[netconf] Roman Danyliw's Discuss on draft-ietf-netconf-https-notif-13: (with DISCUSS and COMMENT)

[Roman Danyliw via Datatracker <noreply@ietf.org>]

Roman Danyliw has entered the following ballot position for
draft-ietf-netconf-https-notif-13: Discuss

When responding, please keep the subject line intact and reply to all
email addresses included in the To and CC lines. (Feel free to cut this
introductory paragraph, however.)


Please refer to https://www.ietf.org/about/groups/iesg/statements/handling-ballot-positions/ 
for more information about how to handle DISCUSS and COMMENT positions.

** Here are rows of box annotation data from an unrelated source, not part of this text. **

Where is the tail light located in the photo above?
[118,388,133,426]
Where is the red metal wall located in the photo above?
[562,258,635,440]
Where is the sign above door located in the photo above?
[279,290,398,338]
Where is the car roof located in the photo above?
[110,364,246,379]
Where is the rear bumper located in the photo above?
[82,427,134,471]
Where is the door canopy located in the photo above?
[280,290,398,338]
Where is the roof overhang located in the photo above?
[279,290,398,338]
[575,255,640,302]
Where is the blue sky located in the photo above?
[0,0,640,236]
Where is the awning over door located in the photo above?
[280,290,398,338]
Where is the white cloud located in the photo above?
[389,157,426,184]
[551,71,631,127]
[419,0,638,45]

The document, along with other ballot positions, can be found here:
https://datatracker.ietf.org/doc/draft-ietf-netconf-https-notif/



----------------------------------------------------------------------
DISCUSS:
----------------------------------------------------------------------

** Section 6.2

       container receiver-identity {
         if-feature receiver-identity;
         description
           "Maps the receiver's TLS certificate to a local identity
            enabling access control to be applied to filter out
            notifications that the receiver may not be authorized
            to view.";
         container cert-maps {
           uses x509c2n:cert-to-name;
           description
             "The cert-maps container is used by a TLS-based HTTP
              server to map the HTTPS client's presented X.509
              certificate to a 'local' username. If no matching and
              valid cert-to-name list entry is found, the publisher
              MUST close the connection, and MUST NOT send any
              notifications over it.";

The ietf-x509-cert-to-name module exposes many certificate fields.  What
specific fields need to be matched from this module and the local identity
value?

** Unsafe TLS configurations seem possible.

(a) Section 6.2.
     grouping https-receiver-grouping {
       description
         "A grouping that may be used by other modules wishing to
          configure HTTPS-based notifications without using RFC 8639.";
       uses httpc:http-client-stack-grouping {

(b) Section 7
   The YANG modules in this document make use of grouping that are
   defined in YANG Groupings for HTTP Clients and HTTP Servers
   [I-D.ietf-netconf-http-client-server], and A YANG Data Model for SNMP
   Configuration [RFC7407].  Please see the Security Considerations
   section of those documents for considerations related to sensitivity
   and vulnerability of the data nodes defined in them.

Per (a) “grouping https-receiver-grouping” seems to reference
draft-ietf-netconf-netconf-client-server which in turn seems to reference
draft-ietf-netconf-tls-client-server.

Per (b), the Security Considerations for
draft-ietf-ietf-netconf-http-client-server say none of the modules are read or
write sensitive.  Draft-ietf-netconf-tls-client-server’s Security
Considerations (not referenced here) do note that write access could alter the
security policy.

Please provide a declarative caution here about writing to
https-receiver-group.  Additionally, are any TLS parameters in
transport/tls/tls/http/client-parameters acceptable?  Should they conform to
draft-ietf-uta-rfc7525bis?

** Section 10.
   *  The "path" node in "ietf-subscribed-notif-receivers" module can be
      modified by a malicious user to point to an invalid URI.

It could be worse than that.  An attacker could direct the to a URL of their
choosing which could (a) serve an exploit against a vulnerable client; or (b)
assuming redirects are followed, track usage.


----------------------------------------------------------------------
COMMENT:
----------------------------------------------------------------------

Thank you to Leif Johansson for the SECDIR review

I support Lars Eggert’s and Éric Vyncke’s related DISCUSS position.

Editorially, due to the module imports, it was difficulty to read the YANG tree
view in Section 6.1 and reconcile it with the module in Section 6.2.